The fostering of successful private companies becomes particularly attractive in markets in which state entities have plainly been found wanting. The clearest example is the internet, in which China’s state-controlled news providers and broadcasters have the resources and content to succeed but have failed to create much of a buzz. From private internet companies, which were never state-owned, the buzz is deafening. Their managers have often trained abroad. Competition is rampant—although foreign companies face impediments—and quick wits are essential for success. Employees often receive a significant amount of compensation in that most Western of forms: shares or share options. Many of these companies, because of their listings in overseas markets, or backing from foreign investors, could technically be considered foreign, a cause of some scathing criticism in China

.

Yet even these companies depend on the good graces of the state. The Western firms that some of them imitated find obstacles in their way in China. Baidu

, China’s leading internet-search company, profited hugely in the past from being a conduit for pirated Western entertainment. Alibaba, a facilitator of e-commerce, has used Chinese ownership laws to take a large slice of Yahoo!’s valuable stake in its electronic-payment company, Alipay. Relations with officialdom are not always smooth. Beijing’s Communist Party chief recently warned Sina, a social-media firm, that it was too slow to delete remarks that displeased the party. And recent programmes on CCTV, the state broadcaster, have criticised Baidu’s business methods.

Back to the cities



The success of this third group of companies has encouraged the development of the fourth. Officials in cities and provinces have created hundreds of municipally backed funds to invest in promising ventures. According to Z-Ben Advisors, a research and consulting firm, the biggest of these, CDB Capital, a private-equity fund established only in 2009, has raised 40 billion yuan ($6.3 billion) and has a target of 60 billion yuan.
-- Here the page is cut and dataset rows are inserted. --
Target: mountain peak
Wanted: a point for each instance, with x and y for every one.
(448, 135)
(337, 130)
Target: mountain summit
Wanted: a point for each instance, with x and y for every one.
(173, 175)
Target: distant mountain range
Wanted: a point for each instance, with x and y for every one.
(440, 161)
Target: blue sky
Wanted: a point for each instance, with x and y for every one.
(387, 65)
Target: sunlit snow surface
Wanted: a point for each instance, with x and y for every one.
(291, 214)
Some of these official investors have brought in foreign partners, including big private-equity firms such as Blackstone, Carlyle and TPG. Infinity Group, an Israeli venture-capital firm, has 12 funds, ten of which have direct ties to different Chinese cities. Its earliest effort, founded in 2004 with money from the Israeli and Chinese governments and private sources, has had much success creating companies combining Chinese manufacturing and Israeli technology.
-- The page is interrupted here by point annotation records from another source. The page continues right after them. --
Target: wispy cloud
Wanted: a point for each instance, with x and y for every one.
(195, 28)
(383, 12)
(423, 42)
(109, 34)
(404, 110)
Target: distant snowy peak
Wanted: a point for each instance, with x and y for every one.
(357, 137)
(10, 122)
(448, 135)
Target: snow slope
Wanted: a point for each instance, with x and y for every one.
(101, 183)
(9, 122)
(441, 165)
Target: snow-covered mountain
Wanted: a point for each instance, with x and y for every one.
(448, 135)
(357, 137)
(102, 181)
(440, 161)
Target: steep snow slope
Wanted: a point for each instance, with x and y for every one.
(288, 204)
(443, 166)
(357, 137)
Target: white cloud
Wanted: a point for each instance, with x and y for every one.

In theory, making the state into a purely financial investor rather than an operating partner, as in Shunde and Zhucheng 19 years ago, should be beneficial: entrepreneurs, not bureaucrats, run the business. Practice is rarely so neat. Cities back companies that provide local jobs. That affects acquisitions and disposals, where factories are built and where research takes place. Worse, China’s private-equity industry has become another lucrative billet for the children of powerful officials.



It is also troubling that little is disclosed about the operations and returns of these public funds. Many may be managed cleverly and provide money for municipalities and jobs for their citizens; others, though, may turn out to be financial black holes. Equally troubling, they receive favourable attention from local governments, to the disadvantage of China’s most dynamic sector, its truly private companies.



Taken collectively, these iterations of state engagement reflect how China’s government has not only held on to economic control but found subtle ways to extend it. At the very least, they constitute an important series of large-scale economic experiments with implications for China

’s economy and, because of China’s size, the world’s too. Some may see in this a path to follow. China has come far since the trials in Shunde and Zhucheng, but the state has always controlled the itinerary.





* “What Makes Privatisation Work? Evidence from a Large-Scale Nationwide Survey of Chinese Firms”.